Omri Gabay

Posted on Nov 29, 2019 • Edited on Dec 13, 2023

Getting Started with SimpleCov in GitLab CI

#ruby #rails #simplecov #gitlab

EDIT (10/04/2020): Edited to reflect slightly cleaner practices, and use
the collate method in SimpleCov that does a lot of work for you.

simplecov is a useful code coverage tool built for Ruby projects. It encapsulates Ruby's own Coverage API and is, by far, the most popular gem and library for code-coverage.

simplecov-ruby / simplecov

Code coverage for Ruby with a powerful configuration library and automatic merging of coverage across test suites

SimpleCov

Code coverage for Ruby

SimpleCov is a code coverage analysis tool for Ruby. It uses Ruby's built-in Coverage library to gather code coverage data, but makes processing its results much easier by providing a clean API to filter, group, merge, format and display those results, giving you a complete code coverage suite that can be set up with just a couple lines of code SimpleCov/Coverage track covered ruby code, gathering coverage for common templating solutions like erb, slim and haml is not supported.

In most cases, you'll want overall coverage results for your projects, including all types of tests, Cucumber features, etc. SimpleCov automatically takes care of this by caching and merging results when generating reports, so your report actually includes coverage across your test suites and thereby gives you a better picture of blank spots.

The official formatter of SimpleCov…

View on GitHub

I spent a good chunk of this past weekend trying to integrate SimpleCov into a framework called Marty that we work on at my company, PennyMac Loan Services.

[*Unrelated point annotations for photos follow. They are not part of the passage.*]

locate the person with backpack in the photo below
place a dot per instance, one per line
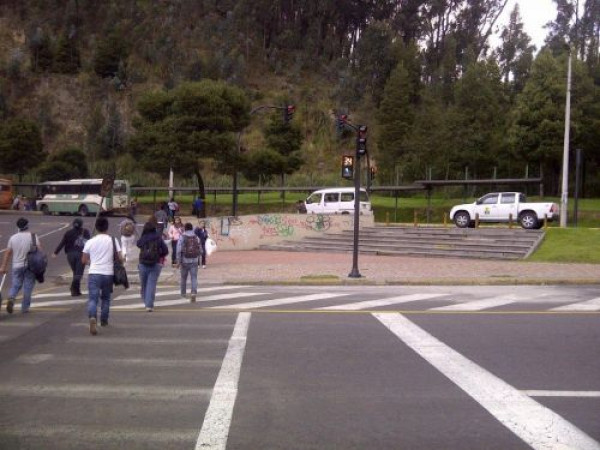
(73, 242)
(19, 245)
(100, 253)
(202, 233)
(188, 252)
(153, 251)
(174, 232)
(128, 236)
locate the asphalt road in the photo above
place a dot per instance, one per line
(307, 367)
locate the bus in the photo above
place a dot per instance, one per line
(6, 193)
(82, 197)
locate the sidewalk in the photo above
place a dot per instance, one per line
(275, 267)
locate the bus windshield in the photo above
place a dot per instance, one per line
(82, 197)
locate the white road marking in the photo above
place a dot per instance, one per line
(96, 391)
(590, 305)
(183, 301)
(84, 435)
(177, 291)
(280, 301)
(381, 302)
(478, 305)
(535, 424)
(215, 428)
(54, 294)
(585, 394)
(35, 304)
(149, 362)
(125, 340)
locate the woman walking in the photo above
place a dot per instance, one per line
(174, 232)
(153, 251)
(73, 241)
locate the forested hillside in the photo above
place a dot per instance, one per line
(202, 86)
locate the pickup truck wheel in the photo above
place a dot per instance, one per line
(462, 219)
(529, 221)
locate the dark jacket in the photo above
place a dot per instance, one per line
(202, 233)
(69, 238)
(163, 250)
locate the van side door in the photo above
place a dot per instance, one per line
(331, 202)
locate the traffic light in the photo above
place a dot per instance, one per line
(340, 122)
(288, 112)
(361, 141)
(373, 173)
(348, 167)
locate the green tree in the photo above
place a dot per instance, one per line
(395, 119)
(111, 52)
(191, 123)
(21, 147)
(41, 51)
(66, 58)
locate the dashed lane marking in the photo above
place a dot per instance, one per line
(536, 425)
(380, 302)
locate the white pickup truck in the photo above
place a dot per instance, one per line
(501, 207)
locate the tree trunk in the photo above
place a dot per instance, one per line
(201, 192)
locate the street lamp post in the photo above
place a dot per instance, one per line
(565, 175)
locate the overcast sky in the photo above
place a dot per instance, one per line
(535, 14)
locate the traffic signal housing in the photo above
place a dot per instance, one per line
(288, 113)
(348, 167)
(361, 141)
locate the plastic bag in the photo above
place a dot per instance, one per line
(210, 246)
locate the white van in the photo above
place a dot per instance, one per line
(337, 201)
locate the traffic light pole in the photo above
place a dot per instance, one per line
(354, 273)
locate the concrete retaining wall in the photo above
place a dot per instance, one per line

We use GitLab CI at PennyMac for continuous development workflows, and while it's a fantastic piece of software, getting it to work with a code coverage tool like SimpleCov is not quite a "batteries included" situation.

GitLab coverage in merge request — Example of GitLab CI Coverage percentage in a Merge Request

While SimpleCov does support merging coverage reports from different test libraries and suites, I ran into some difficulties getting it to merge results from multiple different runs using subsets of the same test suite. This is particularly important for our use case since we parallelize our test suite during CI pipeline runs by category, and we'd like to get an overarching coverage report for the whole suite instead of just the coverage of individual categories.

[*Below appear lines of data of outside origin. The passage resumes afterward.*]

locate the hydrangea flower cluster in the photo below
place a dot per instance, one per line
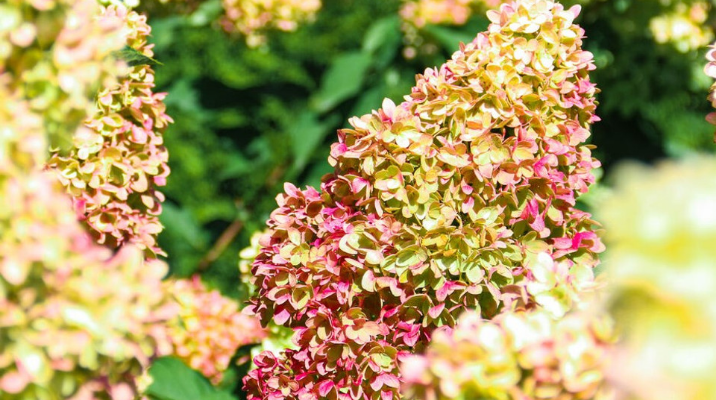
(684, 26)
(661, 226)
(251, 17)
(516, 356)
(118, 159)
(461, 197)
(75, 321)
(710, 71)
(56, 83)
(209, 328)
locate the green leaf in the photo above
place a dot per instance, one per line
(134, 57)
(206, 13)
(382, 33)
(343, 80)
(306, 135)
(173, 380)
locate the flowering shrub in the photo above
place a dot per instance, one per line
(75, 320)
(460, 197)
(710, 70)
(525, 355)
(251, 17)
(57, 83)
(209, 328)
(118, 159)
(453, 12)
(661, 227)
(684, 26)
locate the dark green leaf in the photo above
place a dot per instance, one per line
(342, 80)
(173, 380)
(134, 57)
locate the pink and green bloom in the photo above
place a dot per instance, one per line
(461, 197)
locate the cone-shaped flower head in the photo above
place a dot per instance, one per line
(209, 328)
(460, 197)
(661, 226)
(76, 321)
(516, 356)
(118, 158)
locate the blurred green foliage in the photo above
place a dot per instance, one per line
(249, 119)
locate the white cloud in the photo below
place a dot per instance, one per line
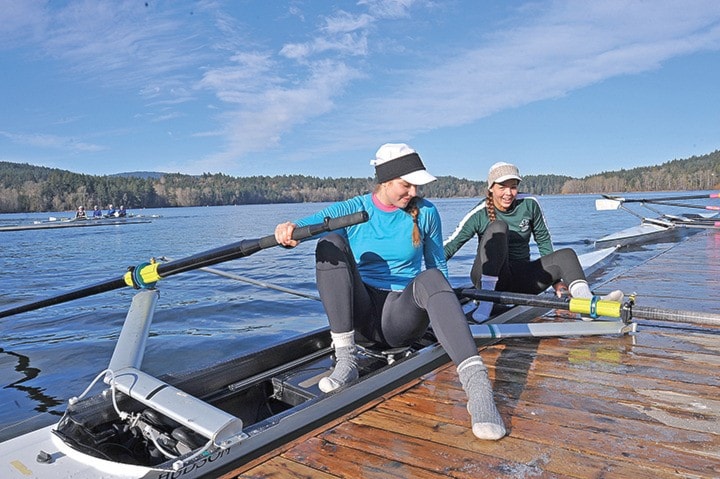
(51, 142)
(571, 45)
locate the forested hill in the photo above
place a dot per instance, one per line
(27, 188)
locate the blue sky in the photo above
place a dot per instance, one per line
(314, 88)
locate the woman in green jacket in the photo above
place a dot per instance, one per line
(504, 223)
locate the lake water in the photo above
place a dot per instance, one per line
(52, 354)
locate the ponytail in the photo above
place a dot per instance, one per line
(413, 210)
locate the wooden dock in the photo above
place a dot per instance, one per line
(644, 405)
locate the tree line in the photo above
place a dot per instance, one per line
(28, 188)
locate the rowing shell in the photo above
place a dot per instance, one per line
(646, 232)
(74, 224)
(217, 418)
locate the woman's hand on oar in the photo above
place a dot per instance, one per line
(262, 284)
(147, 274)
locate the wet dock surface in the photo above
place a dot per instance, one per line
(640, 405)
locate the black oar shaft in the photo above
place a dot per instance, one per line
(663, 198)
(65, 297)
(218, 255)
(247, 247)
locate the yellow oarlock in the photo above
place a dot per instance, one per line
(144, 275)
(595, 307)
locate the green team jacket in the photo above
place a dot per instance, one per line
(524, 218)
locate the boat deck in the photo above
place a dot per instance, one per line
(643, 405)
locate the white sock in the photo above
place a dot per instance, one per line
(486, 420)
(346, 368)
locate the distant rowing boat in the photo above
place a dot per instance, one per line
(76, 223)
(665, 228)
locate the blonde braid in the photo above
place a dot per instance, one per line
(490, 206)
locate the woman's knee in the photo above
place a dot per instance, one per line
(432, 281)
(331, 248)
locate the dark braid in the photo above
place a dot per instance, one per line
(413, 210)
(490, 206)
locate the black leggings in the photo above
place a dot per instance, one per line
(389, 318)
(530, 277)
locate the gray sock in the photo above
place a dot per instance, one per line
(486, 420)
(346, 368)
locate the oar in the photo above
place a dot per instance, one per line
(146, 275)
(595, 307)
(255, 282)
(662, 198)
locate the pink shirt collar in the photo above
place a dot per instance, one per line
(381, 206)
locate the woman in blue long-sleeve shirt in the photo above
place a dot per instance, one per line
(373, 287)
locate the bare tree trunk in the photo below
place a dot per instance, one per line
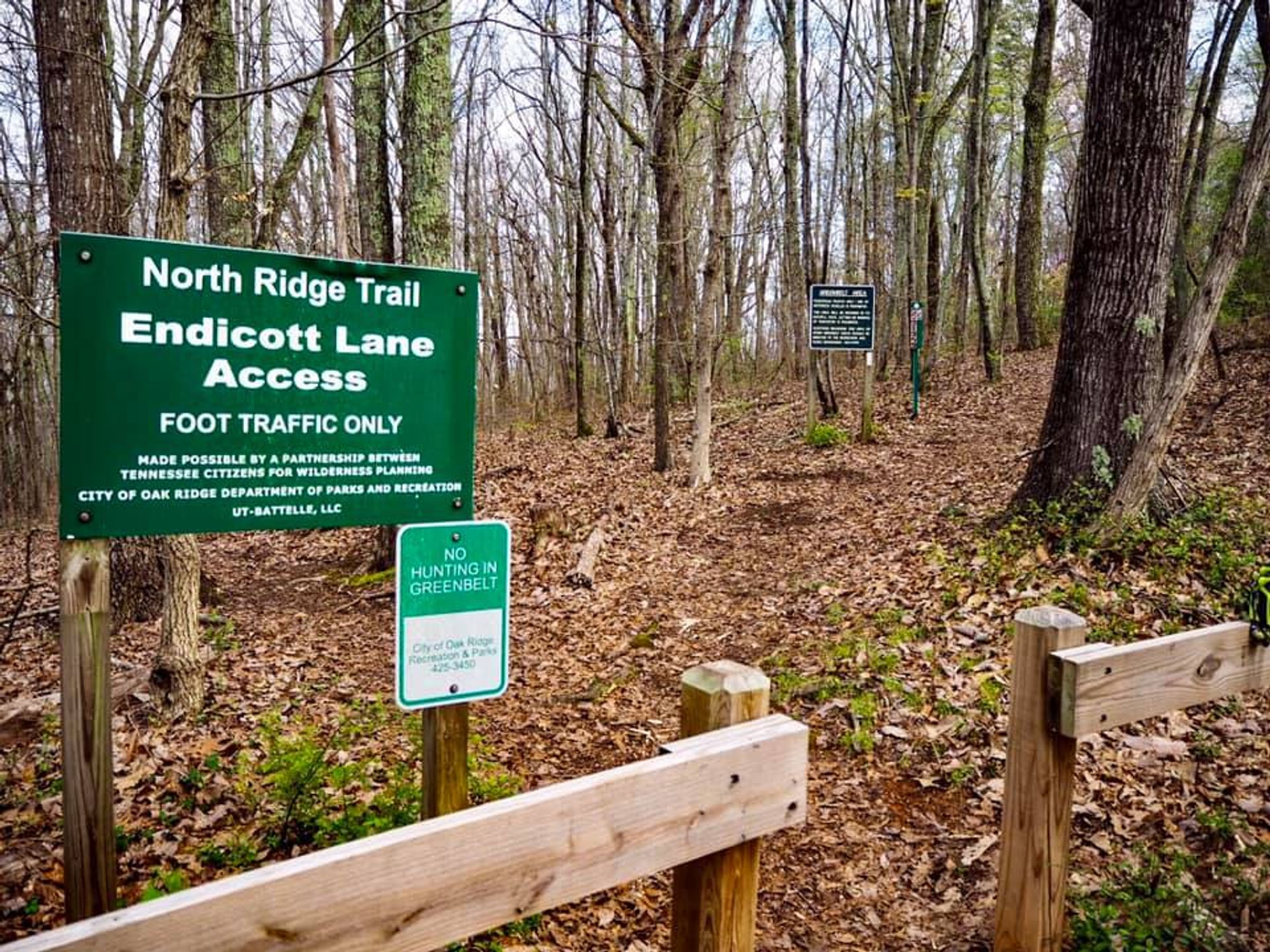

This post assumes that you already know what SimpleCov is and have it integrated into a Ruby project, but want to learn how to use it effectively with GitLab CI to get the most out of it. Unfortunately, it won't cover deploying coverage reports to GitLab pages, as there is already a fantastic article (which has inspired large parts of this post) on the matter. Enjoy!

Quick setup details

The most basic way to get started with SimpleCov is to add the Gem to your bundle, and then put something like this at the beginning of your spec_helper.rb, or whatever conventional pre-test file you load before running your suite:

# spec/spec_helper.rb

require 'simplecov'
SimpleCov.start

ENV['RAILS_ENV'] ||= 'test'
ENV['TZ'] ||= 'America/Los_Angeles'

This is fine, although if you need to do any more configuration than this
(which we will need for this scenario), I recommend having a helper file for
SimpleCov. I put mine in lib/ so I could reuse it in different applications:

# lib/marty/simplecov_helper.rb
# Credit goes to https://gitlab.com/gitlab-org/gitlab-foss/blob/master/spec/simplecov_env.rb

require 'simplecov'
require 'active_support/core_ext/numeric/time'

module SimpleCovHelper
  def self.configure_profile
    SimpleCov.configure do
      enable_coverage ENV.fetch('COVERAGE_METHOD', 'line').to_sym

      track_files '{app,config,lib,spec}/**/*.rb'

      add_filter 'db/migrate'
      add_filter 'vendor/'
      add_filter 'extjs/'

      add_group 'Channels', 'app/channels'
      add_group 'Netzke Components', 'app/components'
      add_group 'Controllers', 'app/controllers'
      add_group 'Helpers', 'app/helpers'
      add_group 'Jobs', ['app/jobs', 'app/workers']
      add_group 'Mailers', 'app/mailers'
      add_group 'Models', 'app/models'
      add_group 'Services', 'app/services'
      add_group 'Configs', 'config/'
      add_group 'Libraries', 'lib/'
      add_group 'Specs', 'spec/'

      use_merging true
      merge_timeout 1.day
    end
  end

  def self.start!
    return unless ENV['COVERAGE'] == 'true'

    configure_profile

    SimpleCov.start
  end
end

A quick explanation of what's going on here:

We expose the SimpleCov.start function via start in the module. That allows us to add more options before actually starting coverage tracking.
We only run coverage if the COVERAGE environment variable is set. Coverage generation is potentially an expensive operation and can make RSpec suite runs take much longer, so it should be an opt-in feature.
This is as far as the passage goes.